Il New York Times ha pubblicato una lettera firmata da circa 250 dipendenti di Facebook – su oltre trentamila totali – che critica la decisione presa dall’azienda di non sottoporre gli annunci a pagamento dei politici a una verifica sulla veridicità del loro contenuto, permettendo di conseguenza la diffusione di notizie false sulla piattaforma.
Dopo le critiche dai politici, da ultimo l’incalzante confronto tra Zuckerberg e la nuova stella dei dem Alexandria Ocasio-Cortez al Congresso, il social si trova ora a fare i conti con il dissenso dei suoi dipendenti. Mark Zuckerberg lo ha ribadito anche durante l’ultima audizione ai membri del Congresso americano: secondo lui, e quindi secondo Facebook, le pubblicità elettorali non devono essere passate sotto la lente di ingrandimento dei fact-checker, perché sono gli utenti, cioè gli elettori, che devono decidere se il politico dice la verità meno.
In sostanza: un politico può pagare Facebook per mentire nella pubblicità all’interno della piattaforma, perché questo rientra nella libertà d’espressione.
Nella lettera, i dipendenti definiscono le politiche del social network sulle pubblicità dei politici una “minaccia” a ciò per cui Facebook si batte, e sottolineano che “la libertà d’espressione e la libertà di pagare per dire ciò che si vuole non sono la stessa cosa”.
Un pezzo della lettera recita le seguenti parole:
“La libertà di espressione e quella di pagare per spargere un messaggio non sono la stessa cosa. Le nostre attuali politiche in materia di controllo dei fatti per le cariche politiche rappresentano una minaccia per ciò che rappresenta FB. […] Siamo fortemente contrari a questa politica così com’è. Non protegge le opinioni differenti, ma consente invece ai politici di usare la nostra piattaforma come un’arma, prendendo di mira le persone che credono che i contenuti pubblicati da personaggi politici siano affidabili.”
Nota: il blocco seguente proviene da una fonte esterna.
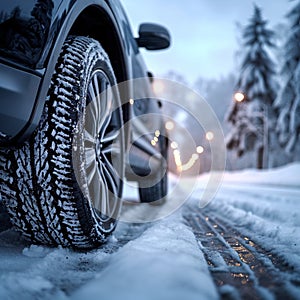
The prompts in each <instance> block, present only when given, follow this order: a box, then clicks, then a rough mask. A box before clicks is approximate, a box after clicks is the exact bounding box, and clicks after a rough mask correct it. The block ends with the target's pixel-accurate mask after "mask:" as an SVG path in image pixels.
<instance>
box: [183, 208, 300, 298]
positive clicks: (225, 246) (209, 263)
mask: <svg viewBox="0 0 300 300" xmlns="http://www.w3.org/2000/svg"><path fill="white" fill-rule="evenodd" d="M184 218H185V220H186V222H187V224H188V225H189V226H190V227H191V228H192V229H193V232H194V235H195V237H196V239H197V241H198V244H199V247H200V250H201V251H202V252H203V253H204V255H205V258H206V260H207V263H208V265H209V269H210V272H211V275H212V277H213V278H214V281H215V284H216V286H217V287H218V289H219V293H220V295H221V297H222V299H239V298H242V299H250V298H251V299H273V298H277V299H297V297H298V296H299V293H300V279H299V278H300V277H299V274H296V273H295V272H294V270H293V267H292V266H289V265H287V264H286V263H285V262H284V260H283V259H281V258H280V257H278V256H275V255H274V254H272V253H270V252H267V251H265V250H264V249H263V248H262V247H260V246H259V245H257V244H255V243H254V242H253V241H251V239H250V238H249V237H247V236H246V235H243V234H242V233H241V232H239V231H237V230H235V229H234V228H232V227H230V226H229V225H228V224H226V221H224V220H221V219H219V218H218V217H217V216H215V215H214V212H212V211H210V210H209V209H208V208H205V209H202V210H200V209H199V208H197V207H195V206H192V205H189V206H187V207H186V208H185V210H184Z"/></svg>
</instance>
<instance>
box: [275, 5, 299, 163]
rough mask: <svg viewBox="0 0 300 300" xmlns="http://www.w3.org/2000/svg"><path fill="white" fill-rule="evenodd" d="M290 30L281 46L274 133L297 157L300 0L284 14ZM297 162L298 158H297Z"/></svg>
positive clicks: (283, 143) (298, 119)
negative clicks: (288, 10) (287, 22)
mask: <svg viewBox="0 0 300 300" xmlns="http://www.w3.org/2000/svg"><path fill="white" fill-rule="evenodd" d="M287 18H288V20H289V30H288V36H287V40H286V43H285V45H284V56H283V57H284V62H283V67H282V70H281V76H282V85H281V89H280V92H279V94H278V97H277V99H276V101H275V107H276V108H277V109H278V111H279V118H278V122H277V126H276V129H277V132H278V135H279V141H280V143H281V144H282V145H283V146H284V147H285V148H286V150H287V152H288V153H290V154H291V156H292V158H294V159H295V158H297V155H299V153H298V152H299V151H300V150H299V149H297V145H299V142H300V1H296V4H295V5H294V7H293V8H292V9H291V11H290V12H289V13H288V14H287ZM298 159H299V156H298Z"/></svg>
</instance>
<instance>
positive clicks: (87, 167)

Zuckerberg dovrebbe essere più determinato nel affrontare la piaga della disinformazione politica veicolata sui social media di Facebook e Instagram, come documentato da varie inchieste (tra cui anche Russiagate sull’interferenze elettorali della Russia durante le elezioni presidenziali del 2016).
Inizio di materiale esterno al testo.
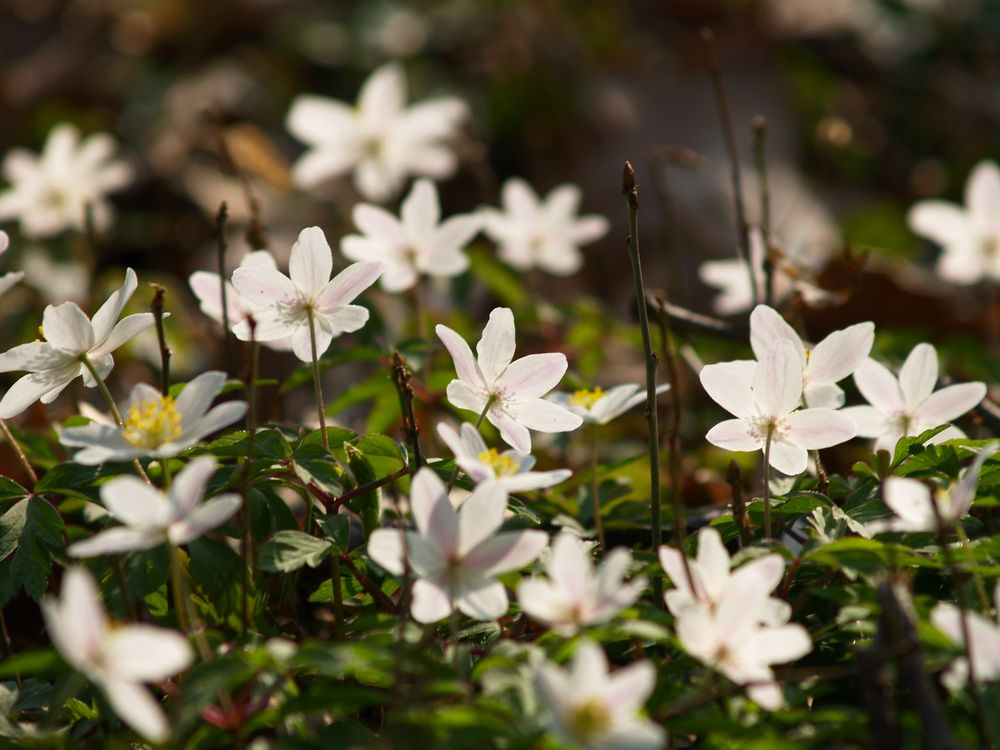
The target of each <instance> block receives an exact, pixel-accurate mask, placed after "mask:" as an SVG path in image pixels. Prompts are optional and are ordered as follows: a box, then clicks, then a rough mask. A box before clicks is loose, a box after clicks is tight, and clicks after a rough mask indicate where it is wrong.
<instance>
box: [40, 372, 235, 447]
mask: <svg viewBox="0 0 1000 750" xmlns="http://www.w3.org/2000/svg"><path fill="white" fill-rule="evenodd" d="M225 383H226V374H225V373H224V372H219V371H218V370H211V371H209V372H206V373H202V374H201V375H199V376H198V377H196V378H194V379H193V380H192V381H191V382H190V383H188V384H187V385H186V386H185V387H184V390H182V391H181V393H180V395H179V396H178V397H177V398H176V399H174V398H173V397H172V396H164V395H162V394H161V393H160V392H159V391H158V390H156V389H155V388H153V387H151V386H149V385H146V384H145V383H136V385H135V386H134V387H133V388H132V394H131V395H130V397H129V403H128V407H127V408H126V409H125V413H124V417H123V421H124V423H125V426H124V427H119V426H118V425H116V424H110V425H109V424H101V423H92V424H89V425H85V426H83V427H70V428H68V429H66V430H63V434H62V436H61V437H60V439H59V442H61V443H62V444H63V445H67V446H70V447H74V448H83V450H82V451H79V452H78V453H77V454H76V455H75V456H74V457H73V460H74V461H75V462H76V463H78V464H84V465H85V466H96V465H98V464H103V463H104V462H106V461H128V460H131V459H133V458H145V457H151V458H169V457H170V456H176V455H177V454H178V453H180V452H181V451H182V450H184V449H185V448H190V447H191V446H192V445H194V444H195V443H197V442H198V441H199V440H201V439H202V438H204V437H205V436H207V435H211V434H212V433H213V432H216V431H217V430H220V429H222V428H223V427H225V426H226V425H229V424H232V423H233V422H235V421H236V420H237V419H239V418H240V417H242V416H243V415H244V414H245V413H246V410H247V405H246V402H245V401H227V402H226V403H224V404H219V405H218V406H216V407H215V408H214V409H212V410H211V411H209V408H208V407H209V406H211V404H212V401H213V399H215V397H216V396H218V395H219V392H220V391H221V390H222V386H223V385H225Z"/></svg>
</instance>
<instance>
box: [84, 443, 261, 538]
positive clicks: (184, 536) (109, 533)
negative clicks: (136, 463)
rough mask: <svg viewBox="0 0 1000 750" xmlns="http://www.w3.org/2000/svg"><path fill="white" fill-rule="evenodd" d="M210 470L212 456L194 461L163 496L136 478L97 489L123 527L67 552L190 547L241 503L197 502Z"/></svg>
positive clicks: (179, 476)
mask: <svg viewBox="0 0 1000 750" xmlns="http://www.w3.org/2000/svg"><path fill="white" fill-rule="evenodd" d="M215 468H216V464H215V459H214V458H213V457H212V456H200V457H199V458H196V459H194V460H193V461H191V463H189V464H188V465H187V466H185V467H184V468H183V469H181V471H180V472H179V473H178V474H177V476H176V477H175V478H174V480H173V481H172V482H171V483H170V487H169V489H168V491H167V494H166V495H164V494H163V493H162V492H160V491H159V490H157V489H155V488H154V487H150V486H149V484H147V483H146V482H144V481H143V480H141V479H139V478H138V477H133V476H122V477H115V478H114V479H112V480H111V481H109V482H108V483H107V484H104V485H102V486H101V501H102V502H103V503H104V507H105V508H107V509H108V512H109V513H110V514H111V515H112V516H113V517H114V518H115V520H117V521H121V523H122V524H123V525H122V526H115V527H113V528H110V529H108V530H106V531H102V532H100V533H98V534H95V535H94V536H92V537H90V538H89V539H84V540H82V541H79V542H76V543H74V544H71V545H70V546H69V548H68V549H67V550H66V552H67V553H68V554H69V555H72V556H73V557H95V556H97V555H116V554H120V553H122V552H130V551H132V550H139V549H150V548H151V547H156V546H157V545H160V544H164V543H166V542H169V543H170V544H173V545H177V546H180V545H182V544H187V543H188V542H192V541H194V540H195V539H197V538H198V537H200V536H202V535H203V534H205V533H206V532H208V531H211V530H212V529H214V528H216V527H218V526H220V525H222V524H223V523H225V522H226V519H228V518H229V517H230V516H232V515H233V513H235V512H236V510H237V509H238V508H239V507H240V504H241V503H242V500H241V498H240V496H239V495H236V494H232V493H229V494H225V495H219V496H218V497H213V498H212V499H211V500H208V501H206V502H202V501H201V500H202V498H203V497H204V495H205V487H206V486H207V485H208V480H209V479H211V477H212V474H213V473H214V472H215Z"/></svg>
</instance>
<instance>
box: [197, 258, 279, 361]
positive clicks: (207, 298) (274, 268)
mask: <svg viewBox="0 0 1000 750" xmlns="http://www.w3.org/2000/svg"><path fill="white" fill-rule="evenodd" d="M240 268H263V269H265V270H271V271H277V270H278V264H277V263H276V262H275V260H274V256H273V255H271V253H269V252H268V251H267V250H255V251H253V252H251V253H247V254H246V255H244V256H243V259H242V260H241V261H240ZM225 283H226V314H227V317H228V318H229V325H230V327H234V326H236V324H238V323H241V322H243V321H245V320H246V319H247V317H248V316H250V315H256V314H257V313H258V312H260V311H261V310H263V309H264V307H262V306H261V305H257V304H255V303H254V302H253V301H251V300H249V299H246V298H244V297H241V296H240V294H239V293H238V292H237V291H236V289H235V288H234V287H233V285H232V284H231V283H230V282H228V281H227V282H225ZM188 285H189V286H190V287H191V291H192V292H194V296H195V297H197V298H198V307H199V309H200V310H201V311H202V312H203V313H204V314H205V315H207V316H208V317H210V318H211V319H212V320H214V321H215V322H216V323H218V324H219V325H222V324H223V320H222V284H221V283H220V280H219V274H217V273H212V272H211V271H195V272H194V273H192V274H191V276H190V277H189V278H188ZM261 343H262V344H263V345H264V346H266V347H268V348H269V349H274V350H275V351H279V352H286V351H290V350H291V348H292V342H291V339H272V340H270V341H262V342H261Z"/></svg>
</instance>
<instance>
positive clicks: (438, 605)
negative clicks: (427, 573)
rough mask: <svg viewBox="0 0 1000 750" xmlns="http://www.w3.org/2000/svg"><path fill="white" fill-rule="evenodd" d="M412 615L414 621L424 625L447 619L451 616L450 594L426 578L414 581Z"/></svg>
mask: <svg viewBox="0 0 1000 750" xmlns="http://www.w3.org/2000/svg"><path fill="white" fill-rule="evenodd" d="M410 613H411V614H412V615H413V619H414V620H416V621H417V622H419V623H423V624H424V625H427V624H430V623H432V622H437V621H438V620H441V619H443V618H445V617H447V616H448V615H450V614H451V600H450V599H449V598H448V592H447V591H446V590H445V589H443V588H442V587H441V586H438V585H437V584H435V583H433V582H432V581H429V580H427V579H426V578H420V579H418V580H416V581H414V582H413V601H412V602H411V603H410Z"/></svg>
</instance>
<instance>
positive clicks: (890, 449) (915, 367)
mask: <svg viewBox="0 0 1000 750" xmlns="http://www.w3.org/2000/svg"><path fill="white" fill-rule="evenodd" d="M937 378H938V358H937V350H936V349H935V348H934V347H933V346H931V345H930V344H926V343H925V344H917V345H916V346H915V347H914V348H913V351H912V352H910V354H909V356H908V357H907V358H906V361H905V362H903V366H902V367H901V368H900V370H899V379H898V380H897V379H896V376H894V375H893V374H892V373H891V372H889V370H888V368H886V367H885V365H881V364H879V363H878V362H876V361H875V360H873V359H868V360H865V362H864V363H863V364H862V365H861V366H860V367H859V368H858V369H857V370H855V372H854V383H855V385H857V386H858V390H859V391H861V395H862V396H864V397H865V399H866V400H867V401H868V403H869V404H870V406H851V407H848V408H846V409H842V410H841V413H842V414H846V415H848V416H849V417H850V418H851V419H853V420H854V422H855V423H856V424H857V426H858V435H860V436H861V437H867V438H877V439H876V441H875V450H887V451H892V449H893V448H895V447H896V443H897V442H898V441H899V439H900V438H902V437H908V436H909V437H912V436H915V435H919V434H920V433H921V432H924V431H925V430H929V429H931V428H933V427H938V426H940V425H943V424H948V423H950V422H951V421H952V420H953V419H958V418H959V417H960V416H962V415H963V414H965V413H966V412H967V411H969V410H970V409H972V408H974V407H975V406H976V405H977V404H978V403H979V402H980V401H982V400H983V398H984V397H985V396H986V384H985V383H979V382H973V383H960V384H958V385H949V386H945V387H944V388H942V389H940V390H938V391H935V390H934V385H935V383H937ZM960 437H965V433H964V432H962V431H961V430H960V429H958V428H957V427H955V426H949V427H948V429H946V430H944V431H943V432H940V433H938V434H937V435H935V436H934V437H932V438H931V439H930V440H929V441H928V442H929V443H930V444H932V445H933V444H935V443H940V442H943V441H945V440H951V439H953V438H960Z"/></svg>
Anche se rimane di gran lunga in netta minoranza rispetto alle 350 mila persone che lavorano per Facebook, il gruppo di dipendenti propone, quindi, una serie di soluzioni alternative da adottare:
- Applicare il fact-checking anche alle inserzioni politiche pubblicate a pagamento, come con gli altri contenuti pubblicati sui social media;
- Intervenire sull’aspetto visivo degli ad politici in modo tale da rendere facilmente riconoscibile i contenuti sponsorizzati;
- Limitare (regolamentare maggiormente) l’utilizzo di strumenti Facebook per profilare gli utenti e indirizzare contenuti ad hoc a seconda del target, come viene fatto sulla piattaforma per le inserzioni commerciali;
- Rispettare il silenzio elettorale, come è previsto per altri media (come la televisione), possibilmente creando un nuova regola che possa essere applicata in tutto il mondo;
- Introdurre un tetto per le sponsorizzazioni, riducendo la forbice dei finanziamenti per la pubblicità sul social.
Facebook ha anche risposto alla lettera dei dipendenti scrivendo: “Rimaniamo impegnati a non censurare i discorsi politici e continueremo a esplorare ulteriori passi per portare maggiore trasparenza agli annunci politici.”